近年來隨著衛星通訊及行動電話系統的快速發展，微波元件扮演非常重要的角色，元件之輕薄短小為其重要的研究目標。微波元件包括被動元件與主動元件。被動元件例如用於微小化濾波器、天線雙工器、發射機多工器及電壓控制振盪器的介電共振器，必須具有適當的介電常數、低的介電損失與小的共振頻率溫度係數。主動元件例如使用於射頻積體電路(RF-IC)中當作功率放大器的異質接面電晶體(HBT)，必須具有高速率與高功率的特性。
　　為達成這些要求，本論文針對上述兩類微波元件，分成兩大主題進行探討與研究：
一、 高品質因素，高溫度穩定性與高介電常數之微波介電共振陶瓷製備。
[1] 嘗試在MgTiO3材料中，加入BaO雜質，以改善介電特性。
[2] 摻雜NiO對Y2BaCuO5燒結行為與微波介電材料特性影響之研究。
[3] 在ZnO-TiO2材料中，加入Bi2O3雜質，以降低燒結溫度，並尋求較佳特性。
二、 InGaP/GaAs異質接面電晶體的製作及分析。
[1] 首先嘗試利用Ti與TiN薄膜來改善GaAs基材Cu金屬化製程的阻障性能。
[2] 研究利用不同的定電壓應力(constant period of voltage stress; CPVS)以找出消除HBT’s燒灼現象(burn-in effect)的最佳方法。
　　結果顯示，(一) 在不同的燒結條件下，於(1-x)MgO·xBaO·TiO2陶瓷材料中，可觀察到一些二次相，樣品的介電常數與Q×f值隨著添加比例x值的增加而增加，共振頻率溫度係數(τf.)可以藉由x值的適度增加而使之趨近於零。實際應用上，燒結溫度1330 oC，組成為0.97MgO·0.03BaO·TiO2陶瓷，具有較佳的微波介電特性：介電常數為20.6，Q×f值為32600GHz，而共振頻率溫度係數約為+4.47 ppm/oC。
　　(二) 當添加比例x值增加時，Y2Ba(Cu1-xNix)O5固溶體在分解溫度時分解成Y2O3與液相的量也會增加。由於燒結溫度必須低於分解溫度，故固溶體的εr與τf特性會嚴重地受到燒結條件的影響。以Ni取代Cu時，樣品的Q×f值可獲得到顯著地改善。
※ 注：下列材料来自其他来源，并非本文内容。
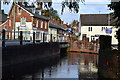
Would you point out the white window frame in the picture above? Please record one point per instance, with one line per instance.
(41, 24)
(23, 22)
(36, 23)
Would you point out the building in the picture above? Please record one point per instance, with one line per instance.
(26, 19)
(94, 25)
(3, 16)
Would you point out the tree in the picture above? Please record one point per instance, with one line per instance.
(74, 23)
(73, 5)
(115, 6)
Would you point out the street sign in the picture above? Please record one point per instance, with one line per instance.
(108, 30)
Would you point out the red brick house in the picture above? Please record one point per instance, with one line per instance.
(26, 19)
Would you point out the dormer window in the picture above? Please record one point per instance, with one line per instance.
(23, 21)
(19, 10)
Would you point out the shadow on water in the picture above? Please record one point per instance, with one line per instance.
(17, 72)
(74, 66)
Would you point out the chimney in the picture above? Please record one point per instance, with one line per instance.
(39, 8)
(20, 3)
(0, 4)
(39, 5)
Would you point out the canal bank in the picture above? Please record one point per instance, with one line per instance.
(31, 52)
(71, 67)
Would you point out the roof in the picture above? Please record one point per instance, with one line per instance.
(95, 19)
(51, 25)
(36, 15)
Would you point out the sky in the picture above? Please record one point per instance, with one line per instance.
(89, 7)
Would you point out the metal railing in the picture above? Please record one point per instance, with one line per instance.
(27, 37)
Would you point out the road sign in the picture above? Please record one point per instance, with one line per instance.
(108, 30)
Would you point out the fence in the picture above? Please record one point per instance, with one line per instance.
(27, 37)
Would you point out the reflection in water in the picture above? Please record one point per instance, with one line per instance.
(74, 65)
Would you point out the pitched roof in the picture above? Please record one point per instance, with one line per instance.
(51, 25)
(36, 15)
(3, 17)
(95, 19)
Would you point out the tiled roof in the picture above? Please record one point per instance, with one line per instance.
(95, 19)
(51, 25)
(35, 14)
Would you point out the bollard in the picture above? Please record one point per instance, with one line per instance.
(3, 38)
(43, 37)
(21, 38)
(33, 37)
(50, 37)
(57, 38)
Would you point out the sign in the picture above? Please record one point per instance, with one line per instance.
(69, 29)
(108, 30)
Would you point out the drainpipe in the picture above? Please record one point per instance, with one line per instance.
(14, 2)
(79, 29)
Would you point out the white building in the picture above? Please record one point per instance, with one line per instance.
(94, 25)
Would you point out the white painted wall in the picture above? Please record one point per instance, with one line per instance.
(97, 30)
(54, 32)
(28, 25)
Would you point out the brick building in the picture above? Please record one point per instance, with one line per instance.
(25, 18)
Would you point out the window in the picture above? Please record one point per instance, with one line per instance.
(23, 21)
(89, 28)
(19, 10)
(41, 24)
(5, 27)
(45, 25)
(103, 28)
(9, 22)
(36, 23)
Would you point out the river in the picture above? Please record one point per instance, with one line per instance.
(78, 66)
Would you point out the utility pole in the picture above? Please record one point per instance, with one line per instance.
(79, 28)
(14, 3)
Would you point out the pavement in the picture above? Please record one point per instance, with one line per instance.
(75, 48)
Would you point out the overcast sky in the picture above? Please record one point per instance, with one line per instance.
(89, 7)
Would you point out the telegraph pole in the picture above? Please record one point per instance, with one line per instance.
(14, 3)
在所有的製備組成中，Y2Ba(Cu1-xNix)O5陶瓷在溫度1330 oC做3小時燒結時可以展現較佳的微波介電特性：介電常數為13.8、Q×f 值為87200 GHz、而共振頻率溫度係數(τf )為–16.3 ppm/oC。
　　(三) ZnO-TiO2陶瓷掺雜有Bi2O3添加物時，由於添加物導致之液相燒結效應，故燒結溫度可以有效地降低到1000 oC。另外，適量的Bi2O3添加物可以有效地改善ZnO-TiO2陶瓷的密度與介電特性。共振頻率溫度係數(τf.)可以藉由燒結溫度的控制而變為零。燒結溫度在1000 oC時，掺雜有1wt%添加物的1ZnO-1TiO2陶瓷，可以獲得較好的微波介電特性：介電常數為29.3，操作於8.36 GHz頻率下的Q×f值為22000GHz，而共振頻率溫度係數約為+17.4 ppm/oC。
　　(四) 在初始沉積的Cu/GaAs結構中，銅就會擴散進入砷化鎵(GaAs)基材內，故需要擴散阻障層(diffusion barrier)以阻隔這種快速擴散現象。對於Cu/TiN/GaAs結構，TiN薄膜的柱狀結構提供高於450oC溫度時的擴散路徑。在GaAs基材上的Cu/TiN/Ti多層薄膜結構，溫度高達550 oC都還很穩定，不會有任何交互反應發生。這些結果顯示，TiN/Ti組成薄膜層對於砷化鎵基材的銅金屬化製程可以達成一種良好的擴散阻障作用。
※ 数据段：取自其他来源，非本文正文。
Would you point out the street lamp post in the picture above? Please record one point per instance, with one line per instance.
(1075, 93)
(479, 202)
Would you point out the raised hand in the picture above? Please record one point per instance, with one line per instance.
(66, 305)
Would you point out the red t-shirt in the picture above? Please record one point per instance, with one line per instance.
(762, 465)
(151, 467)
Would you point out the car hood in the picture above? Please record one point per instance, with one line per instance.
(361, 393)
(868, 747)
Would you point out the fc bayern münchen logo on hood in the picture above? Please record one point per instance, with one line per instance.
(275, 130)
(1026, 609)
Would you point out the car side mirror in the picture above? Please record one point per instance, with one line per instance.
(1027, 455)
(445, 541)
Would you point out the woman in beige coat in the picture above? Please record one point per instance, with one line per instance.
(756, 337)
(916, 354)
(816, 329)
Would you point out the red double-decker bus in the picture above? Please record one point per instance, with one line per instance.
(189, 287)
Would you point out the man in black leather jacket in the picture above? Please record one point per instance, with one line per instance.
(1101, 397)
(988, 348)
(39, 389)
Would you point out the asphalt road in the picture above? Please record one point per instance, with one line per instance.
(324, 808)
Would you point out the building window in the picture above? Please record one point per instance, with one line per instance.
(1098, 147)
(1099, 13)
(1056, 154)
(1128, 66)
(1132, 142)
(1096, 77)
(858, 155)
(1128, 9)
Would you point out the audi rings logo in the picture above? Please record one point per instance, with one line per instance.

　　(五) 在InGaP/GaAs異質接面電晶體的元件特性中,電流增益在固定偏壓下會顯現逐漸增大的燒灼現象,本研究利用改變射極(emitter)及基極(base)的間距,觀察電晶體的射極面積效應(emitter Size Effect),以及其他電性量測分析判斷造成燒灼現象之原因。經實驗證明，燒灼現象發生於Vbe > 1.75 V的區域，此時電流增益曲線會有第二次突然增加；基體復合電流(bulk recombination current)是主導燒灼現象的主要基極電流成份而不是表面復合電流(surface recombination current)、基極接觸復合電流(base contact recombination current)、或空間電荷復合電流(space-charge recombination current)。另外，利用定電壓應力(加五分鐘電壓Vbe = 2.0 V、Vce = 3.0 V)以改善電流增益的暫態現象。施加CPVS以後，燒灼現象被抑制，電流增益不再有第二次突然上升現象出現，同時提升了HBT’s的電氣性能，此種基-射極接面的電性改善主要歸因於施加CPVS後陷在基極區域的相關離子被消除。
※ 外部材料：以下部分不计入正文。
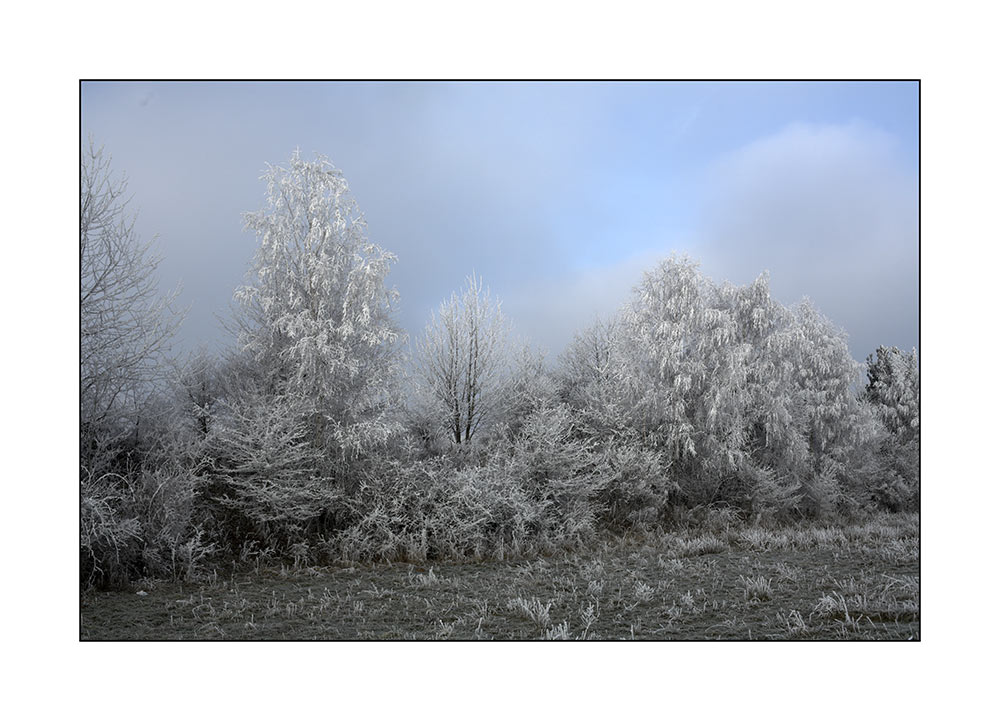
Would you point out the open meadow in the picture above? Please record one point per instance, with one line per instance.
(809, 581)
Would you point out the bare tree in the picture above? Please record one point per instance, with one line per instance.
(460, 361)
(125, 324)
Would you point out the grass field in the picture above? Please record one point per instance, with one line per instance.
(809, 581)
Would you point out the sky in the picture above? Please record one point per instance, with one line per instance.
(559, 195)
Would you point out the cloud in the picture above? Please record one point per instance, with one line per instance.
(549, 313)
(832, 213)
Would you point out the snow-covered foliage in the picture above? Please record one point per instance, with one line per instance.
(316, 314)
(696, 401)
(461, 363)
(893, 391)
(748, 402)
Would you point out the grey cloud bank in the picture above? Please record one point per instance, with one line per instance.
(558, 195)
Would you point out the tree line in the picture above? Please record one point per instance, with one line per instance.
(323, 434)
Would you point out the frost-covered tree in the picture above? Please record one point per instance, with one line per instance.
(125, 323)
(742, 400)
(831, 421)
(461, 362)
(316, 314)
(683, 366)
(893, 391)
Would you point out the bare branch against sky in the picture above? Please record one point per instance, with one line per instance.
(558, 195)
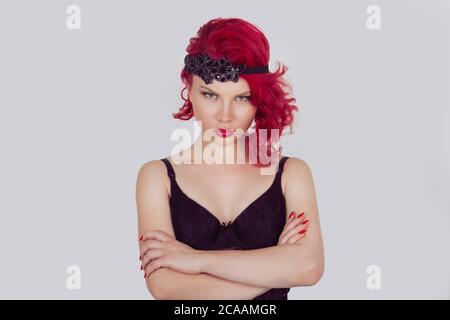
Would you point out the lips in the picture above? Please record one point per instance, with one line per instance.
(224, 132)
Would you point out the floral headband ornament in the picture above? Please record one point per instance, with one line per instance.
(210, 69)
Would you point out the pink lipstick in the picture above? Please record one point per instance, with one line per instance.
(224, 132)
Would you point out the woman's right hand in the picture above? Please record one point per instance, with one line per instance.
(295, 229)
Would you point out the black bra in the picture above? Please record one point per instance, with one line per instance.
(259, 225)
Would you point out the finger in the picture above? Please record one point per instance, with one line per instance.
(298, 229)
(293, 223)
(155, 234)
(296, 237)
(148, 244)
(150, 255)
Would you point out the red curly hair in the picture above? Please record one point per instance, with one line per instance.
(242, 42)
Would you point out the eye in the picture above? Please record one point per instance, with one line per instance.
(247, 98)
(208, 95)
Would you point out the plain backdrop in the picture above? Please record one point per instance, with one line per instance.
(82, 110)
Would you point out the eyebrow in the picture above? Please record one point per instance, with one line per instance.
(241, 94)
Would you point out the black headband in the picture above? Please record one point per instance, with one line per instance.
(210, 69)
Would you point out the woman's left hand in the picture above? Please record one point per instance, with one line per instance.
(158, 249)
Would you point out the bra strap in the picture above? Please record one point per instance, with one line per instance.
(170, 171)
(281, 164)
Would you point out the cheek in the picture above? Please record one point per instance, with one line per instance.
(246, 114)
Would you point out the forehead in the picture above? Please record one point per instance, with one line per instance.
(223, 87)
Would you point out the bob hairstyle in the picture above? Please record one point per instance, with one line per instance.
(242, 42)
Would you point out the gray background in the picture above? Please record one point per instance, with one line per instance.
(82, 110)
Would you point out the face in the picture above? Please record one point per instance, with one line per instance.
(222, 105)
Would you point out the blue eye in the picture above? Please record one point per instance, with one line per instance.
(207, 93)
(247, 98)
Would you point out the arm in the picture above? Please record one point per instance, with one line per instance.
(180, 286)
(154, 214)
(290, 265)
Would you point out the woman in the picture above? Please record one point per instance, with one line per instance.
(215, 230)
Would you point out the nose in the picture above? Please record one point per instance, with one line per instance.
(224, 115)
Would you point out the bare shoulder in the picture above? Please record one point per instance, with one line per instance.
(152, 173)
(295, 172)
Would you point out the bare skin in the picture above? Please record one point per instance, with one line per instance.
(167, 262)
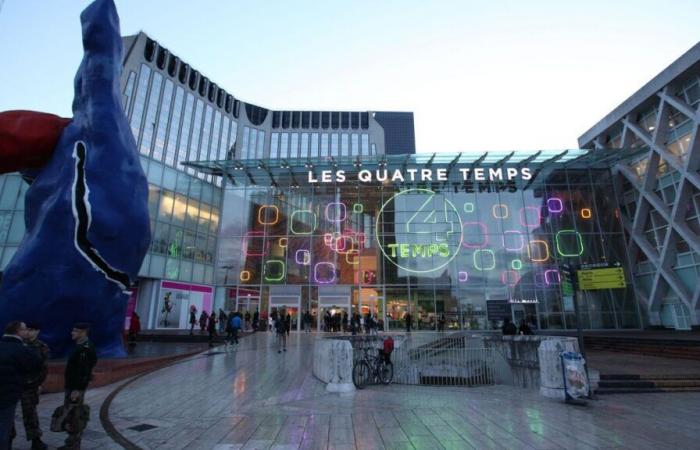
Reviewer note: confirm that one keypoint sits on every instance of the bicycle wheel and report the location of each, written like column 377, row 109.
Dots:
column 386, row 372
column 360, row 374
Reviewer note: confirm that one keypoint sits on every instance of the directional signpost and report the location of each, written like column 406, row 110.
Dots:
column 607, row 278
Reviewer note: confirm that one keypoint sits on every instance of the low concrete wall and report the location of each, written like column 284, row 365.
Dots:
column 333, row 363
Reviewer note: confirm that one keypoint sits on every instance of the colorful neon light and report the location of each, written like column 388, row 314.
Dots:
column 503, row 209
column 305, row 259
column 537, row 256
column 510, row 277
column 477, row 257
column 524, row 216
column 506, row 240
column 483, row 233
column 261, row 216
column 268, row 270
column 302, row 211
column 565, row 252
column 332, row 270
column 552, row 276
column 343, row 209
column 555, row 205
column 250, row 235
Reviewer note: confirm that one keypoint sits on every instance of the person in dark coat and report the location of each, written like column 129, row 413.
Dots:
column 508, row 327
column 30, row 394
column 77, row 377
column 18, row 365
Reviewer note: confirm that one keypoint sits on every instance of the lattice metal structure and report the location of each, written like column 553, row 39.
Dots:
column 661, row 189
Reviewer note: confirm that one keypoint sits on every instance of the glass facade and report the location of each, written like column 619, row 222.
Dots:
column 429, row 249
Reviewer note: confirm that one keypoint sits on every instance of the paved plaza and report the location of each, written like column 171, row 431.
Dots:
column 255, row 398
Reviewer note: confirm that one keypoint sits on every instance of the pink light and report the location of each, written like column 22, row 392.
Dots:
column 555, row 205
column 342, row 216
column 332, row 270
column 484, row 236
column 510, row 277
column 306, row 257
column 524, row 216
column 520, row 237
column 246, row 243
column 552, row 276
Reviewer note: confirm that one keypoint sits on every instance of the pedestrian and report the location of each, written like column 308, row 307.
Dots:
column 211, row 328
column 256, row 320
column 203, row 320
column 77, row 377
column 18, row 365
column 134, row 329
column 193, row 318
column 281, row 329
column 508, row 328
column 30, row 394
column 235, row 328
column 222, row 321
column 524, row 328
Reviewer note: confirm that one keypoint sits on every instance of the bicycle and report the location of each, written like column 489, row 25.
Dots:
column 372, row 368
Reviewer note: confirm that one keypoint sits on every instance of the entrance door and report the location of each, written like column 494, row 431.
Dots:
column 331, row 309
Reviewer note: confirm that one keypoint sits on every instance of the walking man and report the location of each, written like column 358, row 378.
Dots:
column 77, row 377
column 30, row 394
column 17, row 365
　With the rapid growth of satellite communications and mobile radio systems, microwave devices play a very important role; miniaturization of microwave components for volume efficiency is a major research requirement. Microwave devices include passive components and active components. Passive components, such as microwave dielectric resonator for miniaturized filters, antenna duplexers, transmitter multiplexers and voltage controlled oscillators, must meet with a suitable dielectric constant (er) for possible size miniaturization (size of a dielectric resonator ～ 1/√er), a low dielectric loss (high Q value) for a stable resonant frequency, and a small temperature coefficient of resonant frequency (τf) for temperature stable circuits. Active components, such as heterojunction bipolar transistors for the power amplifiers in RF-IC circuit, require a high speed and high power characteristics.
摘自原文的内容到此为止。